Protect yourself from mechanic's
liens if your contractor fails to
pay subcontractors or suppliers.
All Kate and Peter wanted to do was
remodel their ancient kitchen and
build on a family room. They saved
and borrowed, got their permits, and
hired a contractor. The construction
was over after just five dusty
months, but the legal headaches were
just beginning.
It turned out that the contractor
hadn't paid the lumberyard thousands
of dollars for the lumber, doors,
and windows used in the new family
room. The lumberyard recorded a lien
on Kate and Peter's house and
threatened to file a lawsuit to
force the sale of the house. Kate
and Peter had already paid the
contractor and had no money left
over to pay again.
Suddenly they were faced with the
possibility of losing the house
they'd worked so hard to improve.
Kate and Peter were blindsided by
what's known as a mechanic’s lien. A
mechanic’s lien has nothing to do
with mechanics in the usual sense.
It's a legal claim against property
being improved, and it can be filed
by anyone who provides materials or
does work on the project and doesn't
get paid. The property itself
becomes responsible for the debt,
and the people who are owed money
can force its sale at auction if
something isn't worked out.
The Rationale of Mechanic's Liens
Most homeowners, like Kate and
Peter, are shocked when they find
out that they might still end up
owing laborers, carpenters,
electricians, materials suppliers,
or equipment lessors, even if they
pay the contractor in full.

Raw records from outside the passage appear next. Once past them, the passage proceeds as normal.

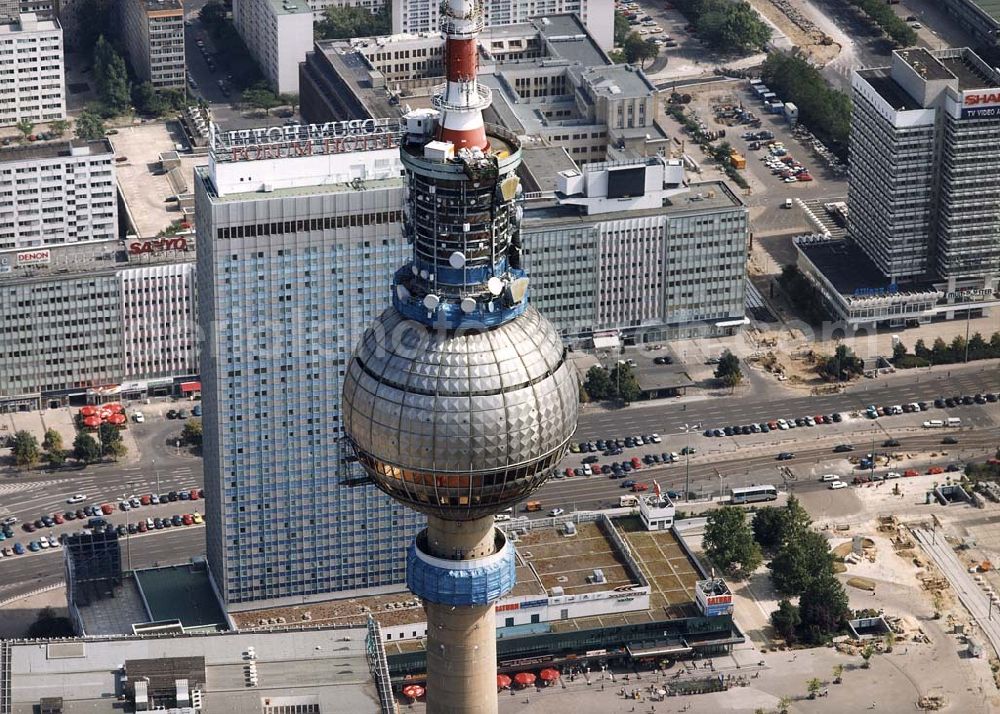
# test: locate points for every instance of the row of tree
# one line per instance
(618, 383)
(727, 26)
(893, 25)
(842, 366)
(941, 352)
(86, 449)
(802, 294)
(801, 566)
(826, 111)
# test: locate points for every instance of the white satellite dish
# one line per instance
(518, 289)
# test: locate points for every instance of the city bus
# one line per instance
(750, 494)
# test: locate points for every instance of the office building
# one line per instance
(96, 321)
(550, 82)
(31, 61)
(413, 16)
(650, 257)
(295, 256)
(922, 197)
(278, 33)
(57, 192)
(153, 31)
(460, 399)
(312, 671)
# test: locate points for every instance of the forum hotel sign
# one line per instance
(303, 140)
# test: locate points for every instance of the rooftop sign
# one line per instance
(280, 142)
(981, 103)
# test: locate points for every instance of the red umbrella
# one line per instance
(413, 691)
(524, 679)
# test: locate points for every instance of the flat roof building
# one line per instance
(316, 671)
(154, 39)
(138, 335)
(295, 259)
(412, 16)
(57, 192)
(278, 33)
(922, 132)
(31, 60)
(652, 258)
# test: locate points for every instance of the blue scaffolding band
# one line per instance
(460, 582)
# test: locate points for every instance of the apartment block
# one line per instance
(31, 64)
(57, 192)
(154, 39)
(278, 34)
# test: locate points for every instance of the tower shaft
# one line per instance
(461, 640)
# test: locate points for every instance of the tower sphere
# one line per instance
(460, 424)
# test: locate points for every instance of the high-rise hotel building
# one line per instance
(295, 259)
(924, 196)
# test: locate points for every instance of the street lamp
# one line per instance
(688, 430)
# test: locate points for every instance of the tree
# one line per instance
(192, 432)
(213, 13)
(866, 654)
(89, 126)
(52, 441)
(729, 541)
(111, 78)
(49, 624)
(58, 127)
(622, 28)
(111, 441)
(823, 608)
(341, 23)
(24, 449)
(25, 126)
(786, 620)
(624, 383)
(768, 527)
(728, 371)
(813, 686)
(86, 450)
(637, 50)
(801, 560)
(598, 384)
(842, 365)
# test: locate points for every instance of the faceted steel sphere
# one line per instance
(460, 425)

But
that's the law. The whole point of
the mechanic’s lien procedure is to
make the improved property the
ultimate guarantor of payment for
all contributors to the project. It
dramatically turns the economic
tables by shifting the burden of
proof on the question of payment
from workers and suppliers to the
property owners themselves.
Basically, state law is more
concerned about those who provide
labor or materials to an improvement
project without getting paid than it
is about the possibility of the
owner having to pay twice for the
same work. After all, the owner can
turn around and sue the contractor
(or subcontractor or supplier) to
recover the funds. But that's
another story.
How They Work
Here, generally, is how mechanic’s
liens work. First, a contributor (a
supplier or subcontractor) who does
not contract directly with the
homeowner must provide the homeowner
with fair notice that describes the
goods or services that are being
contributed. The notice must
typically be delivered within 20-30
days of when the goods and services
were first contributed.
A 20-Day Notice Is Not a Lien
You'll probably receive notices from
suppliers and subcontractors that
contract with the general contractor
to work on your house. This notice
is not a lien; it is an
informational notice that's useful
to you because it gives you contact
information for subcontractors and
suppliers so you can check in with
them at the end of the construction
process to make sure they've been
paid.
If the contributor isn't paid after
work is begun or the materials are
supplied, then the contributor files
a document called a "claim of
mechanic’s lien" at the county
recorder's office for the county
where the real estate is located.
The contributor then has a period of
time -- typically between 60 days
and six months -- in which he or she
can either work out the payment
problem or file an action against
the owner to enforce the lien, which
may ultimately lead to the property
being sold at auction. If the
enforcement action isn't filed by
the statutory deadline, the lien
becomes invalid.
Home Improvement: How to Avoid
Paying Twice
As it turns out, mechanic’s lien
enforcement lawsuits are seldom
filed within the mandatory period,
which should mean that the lien has
no further effect. Even so, an old
lien on a property can negatively
impact the owner’s ability to sell
the property because many title
insurance companies will refuse to
clear title when the property is
sold unless the lien is
affirmatively removed, either by a
release from the lien claimant or by
court order. Fortunately, in most
states, getting a court order is
simple and straightforward when it
is clear that the mechanic’s lien
claimant blew the enforcement action
filing deadline.
Heading Off Problems
There are some steps that an owner
can take -- both before and during
an improvement project -- to protect
against this type of horror show.
The main idea is to make sure that
everyone is paid. One approach is to
not rely on the general contractor
to pay off the subcontractors and
materials suppliers. Instead, the
owner can write a number of checks,
each check being jointly made out to
the general contractor and to a
particular subcontractor or to a
subcontractor and a materials
provider. The idea here is that the
check may be cashed only if the
ultimate beneficiary endorses it,
which will help assure payment and
eliminate the risk of a mechanic’s
lien. This is a common procedure,
especially near or at the very end
of a project. In California, see A
Homeowner's Guide to Preventing
Mechanic's Liens at
www.cslb.ca.gov/services/guides.asp.
One should consult with a qualified
real estate professional prior to
implementing real estate strategies.